First, we took some gorgeous couple and maternity shots at a local park in a bit of a drizzle. It was a challenge to keep the rain off of my camera, especially without an assistant, but we made it work. Besides, I'd been dying to use my matching umbrellas for months since I bought them! I have a little secret, though, rain doesn't usually show in a photo unless the shutter is open for a longer than you usually use for a portrait. So, for the sixth and seventh images, I added to the rain with a bit of Photoshop painting in post.
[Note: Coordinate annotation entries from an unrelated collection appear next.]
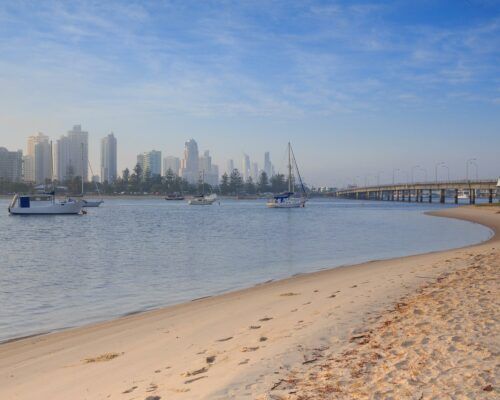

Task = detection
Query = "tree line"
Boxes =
[0,164,298,196]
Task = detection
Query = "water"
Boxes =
[0,199,491,341]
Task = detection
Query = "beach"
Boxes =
[0,207,500,400]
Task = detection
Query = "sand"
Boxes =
[0,207,500,400]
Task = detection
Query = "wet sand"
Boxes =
[0,207,500,400]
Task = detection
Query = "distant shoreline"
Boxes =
[0,206,500,400]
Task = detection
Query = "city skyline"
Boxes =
[0,0,500,186]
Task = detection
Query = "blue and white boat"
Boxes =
[9,192,82,215]
[267,142,307,208]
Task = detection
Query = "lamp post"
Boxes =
[419,167,427,182]
[465,158,476,180]
[392,168,399,185]
[411,165,420,183]
[471,161,479,180]
[441,163,450,182]
[434,161,444,183]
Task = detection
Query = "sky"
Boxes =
[0,0,500,187]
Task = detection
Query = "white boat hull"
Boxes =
[188,194,217,206]
[267,200,306,208]
[188,199,215,206]
[82,200,104,208]
[8,195,82,215]
[9,202,82,215]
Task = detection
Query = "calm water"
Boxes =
[0,199,491,341]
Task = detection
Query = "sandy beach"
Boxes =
[0,207,500,400]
The studio-style photos were taken inside this couple's apartment where we rigged up a black background to create the kind of images mom had requested. The rug? It came straight from the living room to our make-shift studio, a white wall in the nursery for the baby-boy (or will it be a girl?) -to-be. Since the couple's living room and kitchen was decorated in black, white, and red, it seemed only fitting that they wanted photos that continued that theme. In fact, the mom is an artist herself and I couldn't resist snapping a few of her sketches, especially since one of the poses she did outside included a foot-popping kiss similar to the middle illustration below:
Of course the session is just a small part of the work that goes into creating a collection of portraits for each client. Post processing takes at least twice as long as the set up, research, and execution of each photo shoot. Because of the requests I've received from clients, I've reworked my packages to include the basic retouching and editing for each image as well as a spot color or other special edit for every shoot. Although that means I can't offer as many images than I used to, it's made images like the second one possible. I spend less time processing multiple versions of the same pose and more time working on color, shade, and subtlety in each portrait. It's a nice change, and I've come to develop my own style as an artist, not just a photo-taker.